Sunday, February 6, 2011

A Long Walk to Water



A Long Walk to Water
by Linda Sue Park
J PAR


Salva’s story begins when he is 11 in 1985 in southern Sudan among the Dinka people. War comes to his village while he is in school and he flees alone into the brush. Nya’s story begins in 2008, also in Sudan, where she is 11 years old and has to walk 8 miles daily to bring water to her family of the Nuer tribe. Each chapter tells a part of Salva’s story and a part of Nya’s story with nothing to connect the two young people together except for the country of their birth. They are two young Sudanese people of tribes that are traditionally enemies to each other.

Salva sees much cruelty and death on his march to find sanctuary and safety in his war-torn land. He makes a friend along the way, only to lose him to the attack of a lion. He searches for his family, finding his uncle, who he loses to a group of bandits.
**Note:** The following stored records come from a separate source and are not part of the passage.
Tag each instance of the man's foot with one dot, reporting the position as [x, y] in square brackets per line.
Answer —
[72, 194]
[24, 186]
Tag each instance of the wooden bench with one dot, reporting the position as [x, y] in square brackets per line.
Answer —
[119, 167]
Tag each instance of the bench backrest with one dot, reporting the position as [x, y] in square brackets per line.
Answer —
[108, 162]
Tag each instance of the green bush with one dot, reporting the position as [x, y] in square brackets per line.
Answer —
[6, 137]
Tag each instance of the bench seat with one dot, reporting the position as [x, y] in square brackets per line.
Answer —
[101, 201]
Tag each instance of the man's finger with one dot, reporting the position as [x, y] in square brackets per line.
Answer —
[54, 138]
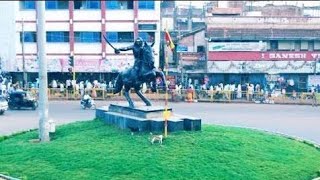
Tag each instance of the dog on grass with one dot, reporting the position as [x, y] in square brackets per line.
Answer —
[155, 138]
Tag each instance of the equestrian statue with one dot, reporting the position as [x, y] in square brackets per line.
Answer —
[143, 71]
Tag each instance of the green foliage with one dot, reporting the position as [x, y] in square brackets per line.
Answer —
[93, 150]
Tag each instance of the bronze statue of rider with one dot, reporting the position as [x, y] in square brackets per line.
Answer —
[141, 70]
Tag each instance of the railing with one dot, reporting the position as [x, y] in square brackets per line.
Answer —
[187, 95]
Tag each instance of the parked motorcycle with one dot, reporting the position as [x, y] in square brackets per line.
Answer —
[88, 103]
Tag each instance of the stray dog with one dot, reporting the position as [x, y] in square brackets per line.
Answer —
[155, 138]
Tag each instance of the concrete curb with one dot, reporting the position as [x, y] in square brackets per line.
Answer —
[296, 138]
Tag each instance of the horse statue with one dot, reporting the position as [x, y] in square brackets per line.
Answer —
[130, 79]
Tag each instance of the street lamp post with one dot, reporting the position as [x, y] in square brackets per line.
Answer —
[44, 125]
[24, 83]
[315, 65]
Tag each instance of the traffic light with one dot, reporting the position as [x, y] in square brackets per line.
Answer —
[71, 61]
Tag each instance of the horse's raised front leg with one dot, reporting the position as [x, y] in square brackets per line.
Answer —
[144, 99]
[163, 78]
[126, 94]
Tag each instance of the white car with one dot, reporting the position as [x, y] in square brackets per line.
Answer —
[3, 105]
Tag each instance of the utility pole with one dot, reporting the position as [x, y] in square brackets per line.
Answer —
[315, 66]
[43, 76]
[24, 83]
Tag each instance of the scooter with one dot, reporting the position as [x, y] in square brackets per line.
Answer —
[88, 103]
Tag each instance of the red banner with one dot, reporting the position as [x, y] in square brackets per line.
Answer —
[263, 56]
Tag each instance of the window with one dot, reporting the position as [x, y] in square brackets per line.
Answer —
[112, 36]
[86, 4]
[27, 5]
[28, 36]
[147, 36]
[146, 4]
[57, 4]
[119, 4]
[273, 45]
[120, 36]
[87, 37]
[297, 45]
[57, 36]
[200, 48]
[147, 27]
[310, 45]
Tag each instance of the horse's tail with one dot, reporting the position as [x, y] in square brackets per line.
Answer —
[119, 84]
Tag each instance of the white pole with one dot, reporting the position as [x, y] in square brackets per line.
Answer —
[43, 93]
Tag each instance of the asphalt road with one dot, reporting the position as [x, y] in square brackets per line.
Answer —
[294, 120]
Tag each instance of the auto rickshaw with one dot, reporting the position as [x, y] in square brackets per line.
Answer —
[22, 99]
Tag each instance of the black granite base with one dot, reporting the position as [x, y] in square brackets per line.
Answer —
[146, 118]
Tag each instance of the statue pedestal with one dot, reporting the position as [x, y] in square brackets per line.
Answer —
[146, 118]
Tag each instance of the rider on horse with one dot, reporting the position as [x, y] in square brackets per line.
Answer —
[144, 68]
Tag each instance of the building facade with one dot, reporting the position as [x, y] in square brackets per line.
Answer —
[75, 29]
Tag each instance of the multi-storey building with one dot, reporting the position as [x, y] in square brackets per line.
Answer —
[75, 29]
[248, 44]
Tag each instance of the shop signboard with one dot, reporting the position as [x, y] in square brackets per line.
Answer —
[181, 48]
[313, 80]
[237, 46]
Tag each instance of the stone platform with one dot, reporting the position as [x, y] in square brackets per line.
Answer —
[146, 118]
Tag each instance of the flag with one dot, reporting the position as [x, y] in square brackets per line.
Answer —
[169, 40]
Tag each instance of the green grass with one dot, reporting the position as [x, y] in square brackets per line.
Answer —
[93, 150]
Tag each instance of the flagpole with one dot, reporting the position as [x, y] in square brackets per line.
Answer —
[166, 113]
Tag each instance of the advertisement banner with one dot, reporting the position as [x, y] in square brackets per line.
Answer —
[313, 80]
[237, 46]
[256, 56]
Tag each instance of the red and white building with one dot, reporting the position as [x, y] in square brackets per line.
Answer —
[75, 28]
[251, 46]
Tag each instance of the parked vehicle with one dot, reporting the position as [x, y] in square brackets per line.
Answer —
[22, 99]
[88, 103]
[3, 105]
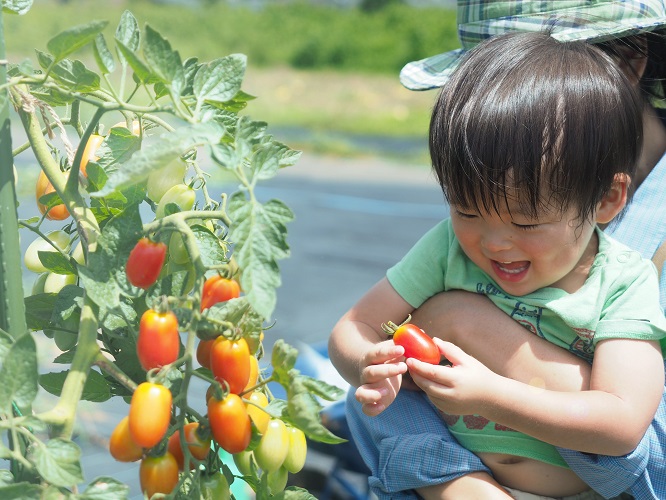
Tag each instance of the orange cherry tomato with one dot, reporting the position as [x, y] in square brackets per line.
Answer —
[197, 445]
[150, 413]
[121, 445]
[158, 342]
[218, 289]
[254, 373]
[158, 474]
[145, 262]
[43, 187]
[203, 352]
[230, 423]
[90, 151]
[230, 363]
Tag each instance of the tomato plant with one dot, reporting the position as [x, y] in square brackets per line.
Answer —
[215, 487]
[158, 474]
[230, 363]
[298, 449]
[158, 342]
[121, 445]
[416, 342]
[218, 289]
[273, 446]
[148, 188]
[230, 423]
[43, 188]
[144, 263]
[149, 414]
[197, 444]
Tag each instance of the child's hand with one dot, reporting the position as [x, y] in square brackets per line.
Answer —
[381, 376]
[460, 389]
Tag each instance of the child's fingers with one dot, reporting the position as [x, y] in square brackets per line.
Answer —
[376, 373]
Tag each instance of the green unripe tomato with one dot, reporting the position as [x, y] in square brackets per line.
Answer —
[273, 446]
[163, 179]
[180, 194]
[38, 285]
[215, 487]
[298, 448]
[78, 255]
[31, 257]
[56, 282]
[277, 481]
[243, 461]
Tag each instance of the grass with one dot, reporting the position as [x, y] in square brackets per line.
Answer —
[323, 110]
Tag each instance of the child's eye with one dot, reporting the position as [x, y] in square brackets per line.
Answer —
[526, 227]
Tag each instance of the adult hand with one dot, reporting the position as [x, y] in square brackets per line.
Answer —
[381, 377]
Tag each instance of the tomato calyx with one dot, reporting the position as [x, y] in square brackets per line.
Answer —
[416, 343]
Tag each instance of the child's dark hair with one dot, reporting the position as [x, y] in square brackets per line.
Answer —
[527, 115]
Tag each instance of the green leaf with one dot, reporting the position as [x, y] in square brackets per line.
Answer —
[141, 71]
[259, 233]
[38, 310]
[159, 153]
[103, 55]
[72, 74]
[304, 412]
[220, 80]
[128, 32]
[322, 389]
[18, 375]
[96, 388]
[164, 62]
[58, 462]
[105, 488]
[283, 359]
[6, 342]
[16, 6]
[20, 491]
[104, 277]
[56, 262]
[73, 39]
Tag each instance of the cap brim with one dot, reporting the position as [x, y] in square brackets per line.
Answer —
[433, 72]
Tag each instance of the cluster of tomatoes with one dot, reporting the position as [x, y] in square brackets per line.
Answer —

He is truly one of the Lost Boys of Sudan. Salva is forced to flee through a crocodile infested river when driven from a concentration camp in Ethiopia. He walks from Sudan to Ethiopia to Kenya always searching for safety. It is a miracle that he survives.

Nya walks for hours every day carrying water to her family. There is no time in her life for any other thing; no play, no education, no enjoyment. She walks barefoot through hard, rocky, thorny ground, without complaint, carrying water for her family.
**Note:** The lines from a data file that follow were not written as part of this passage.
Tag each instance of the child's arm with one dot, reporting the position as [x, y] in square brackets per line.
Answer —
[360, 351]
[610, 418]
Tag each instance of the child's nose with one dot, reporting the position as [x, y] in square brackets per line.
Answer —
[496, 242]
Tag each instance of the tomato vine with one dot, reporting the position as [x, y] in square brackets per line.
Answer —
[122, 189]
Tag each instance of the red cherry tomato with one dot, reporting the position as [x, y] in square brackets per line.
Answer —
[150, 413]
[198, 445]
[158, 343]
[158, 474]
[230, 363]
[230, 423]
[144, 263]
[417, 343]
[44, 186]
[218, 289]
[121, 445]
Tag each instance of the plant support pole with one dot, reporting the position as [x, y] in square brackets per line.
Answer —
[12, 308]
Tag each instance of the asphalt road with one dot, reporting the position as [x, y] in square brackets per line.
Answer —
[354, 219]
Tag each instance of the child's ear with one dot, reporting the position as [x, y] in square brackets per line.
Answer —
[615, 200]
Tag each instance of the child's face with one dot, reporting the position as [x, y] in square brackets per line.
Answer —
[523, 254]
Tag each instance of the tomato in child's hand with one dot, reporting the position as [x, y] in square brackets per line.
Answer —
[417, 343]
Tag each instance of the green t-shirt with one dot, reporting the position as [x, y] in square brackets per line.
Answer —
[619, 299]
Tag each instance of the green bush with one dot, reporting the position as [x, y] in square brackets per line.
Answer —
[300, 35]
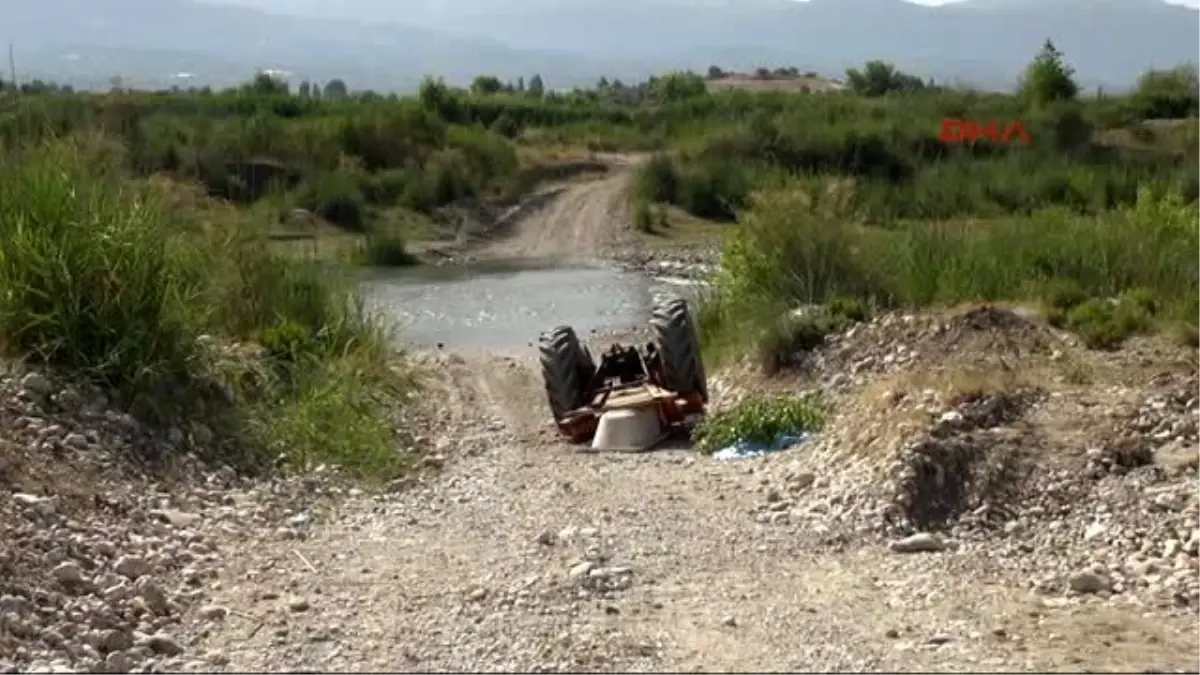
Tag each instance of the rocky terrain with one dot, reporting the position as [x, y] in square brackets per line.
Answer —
[988, 495]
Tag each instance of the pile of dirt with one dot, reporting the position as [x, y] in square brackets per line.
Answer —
[965, 432]
[106, 554]
[973, 464]
[901, 341]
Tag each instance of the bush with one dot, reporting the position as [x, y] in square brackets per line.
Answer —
[384, 246]
[760, 419]
[119, 281]
[789, 252]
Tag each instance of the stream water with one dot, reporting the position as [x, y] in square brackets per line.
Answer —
[509, 303]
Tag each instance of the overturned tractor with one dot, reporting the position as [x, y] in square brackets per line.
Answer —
[631, 399]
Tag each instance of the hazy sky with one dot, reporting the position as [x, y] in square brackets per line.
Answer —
[1193, 4]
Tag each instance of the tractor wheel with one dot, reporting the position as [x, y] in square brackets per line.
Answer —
[679, 348]
[567, 368]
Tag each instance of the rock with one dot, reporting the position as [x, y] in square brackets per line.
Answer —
[115, 640]
[163, 644]
[69, 573]
[581, 569]
[1095, 531]
[43, 506]
[132, 567]
[300, 520]
[36, 383]
[1089, 581]
[921, 542]
[214, 613]
[177, 518]
[154, 596]
[77, 441]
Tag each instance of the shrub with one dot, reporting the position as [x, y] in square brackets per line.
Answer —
[111, 280]
[761, 419]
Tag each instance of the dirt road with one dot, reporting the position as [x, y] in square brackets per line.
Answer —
[526, 554]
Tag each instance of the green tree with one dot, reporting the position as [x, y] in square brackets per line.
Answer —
[486, 84]
[537, 87]
[1168, 94]
[880, 78]
[267, 83]
[1048, 78]
[336, 89]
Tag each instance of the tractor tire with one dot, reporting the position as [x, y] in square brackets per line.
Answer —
[679, 348]
[567, 366]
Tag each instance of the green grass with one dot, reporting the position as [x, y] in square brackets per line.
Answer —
[1108, 275]
[107, 279]
[760, 419]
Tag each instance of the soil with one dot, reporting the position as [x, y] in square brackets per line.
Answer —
[988, 495]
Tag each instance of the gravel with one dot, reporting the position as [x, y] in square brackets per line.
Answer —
[937, 524]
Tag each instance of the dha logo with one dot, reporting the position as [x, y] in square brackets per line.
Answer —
[967, 131]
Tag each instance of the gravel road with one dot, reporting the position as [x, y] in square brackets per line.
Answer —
[989, 495]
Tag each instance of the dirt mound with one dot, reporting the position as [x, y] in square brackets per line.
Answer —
[983, 335]
[972, 463]
[102, 554]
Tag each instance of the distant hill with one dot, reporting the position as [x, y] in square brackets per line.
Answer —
[393, 43]
[802, 83]
[153, 42]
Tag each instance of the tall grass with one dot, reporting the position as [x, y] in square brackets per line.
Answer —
[120, 281]
[793, 250]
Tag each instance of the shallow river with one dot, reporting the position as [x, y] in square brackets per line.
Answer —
[509, 303]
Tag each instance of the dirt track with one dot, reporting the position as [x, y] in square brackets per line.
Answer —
[523, 554]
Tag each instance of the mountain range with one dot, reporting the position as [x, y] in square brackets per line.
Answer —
[391, 45]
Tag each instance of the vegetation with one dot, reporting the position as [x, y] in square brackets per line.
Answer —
[135, 222]
[761, 420]
[144, 286]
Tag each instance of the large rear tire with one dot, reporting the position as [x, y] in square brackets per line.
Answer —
[567, 366]
[679, 348]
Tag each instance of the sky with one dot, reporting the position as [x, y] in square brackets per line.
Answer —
[1193, 4]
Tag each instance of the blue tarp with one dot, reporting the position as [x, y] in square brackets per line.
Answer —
[744, 449]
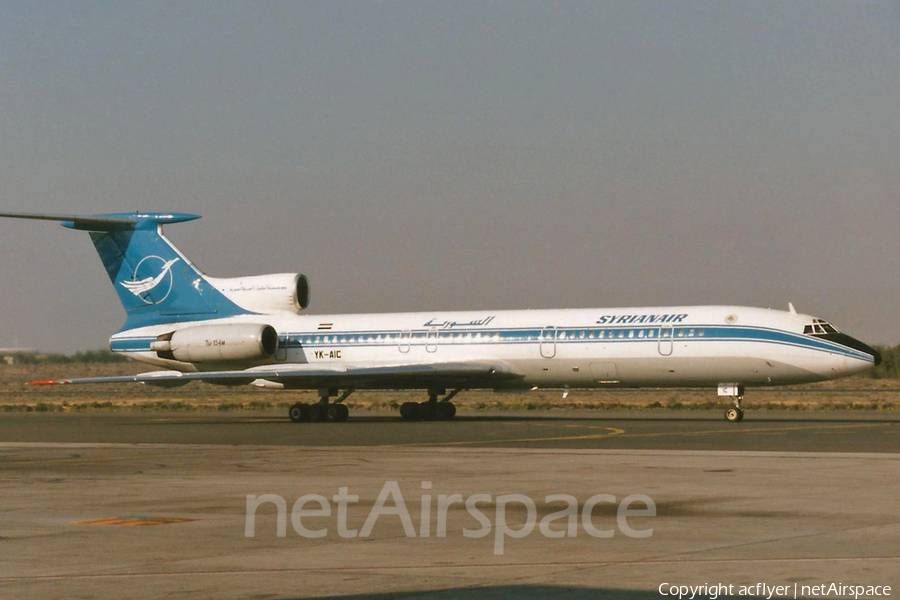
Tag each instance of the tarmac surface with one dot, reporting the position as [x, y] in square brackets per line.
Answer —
[848, 431]
[152, 505]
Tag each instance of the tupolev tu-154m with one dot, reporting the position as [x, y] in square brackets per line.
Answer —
[251, 330]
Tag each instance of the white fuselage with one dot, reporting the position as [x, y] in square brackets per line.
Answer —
[633, 347]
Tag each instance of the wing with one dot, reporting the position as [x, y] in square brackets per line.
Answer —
[476, 374]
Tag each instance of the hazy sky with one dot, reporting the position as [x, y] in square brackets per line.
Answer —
[460, 155]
Then a strange man comes to Nya’s village with machinery and a crew of workers. He is there to do a service that will forever change Nya’s life for the better. He has come to drill a well for her village. He is a strange grown man with no tribal markings on his face. Nya’s curiosity gets the best of her. She must find out who this man is, what tribe is he from and why he is in Sudan drilling for water for all the people there.

To find out how Salva’s life is saved and to learn the connection between Nya and Salva, you must read A Long Walk to Water by Linda Sue Park, based on the true life story of Salva Dut of Sudan.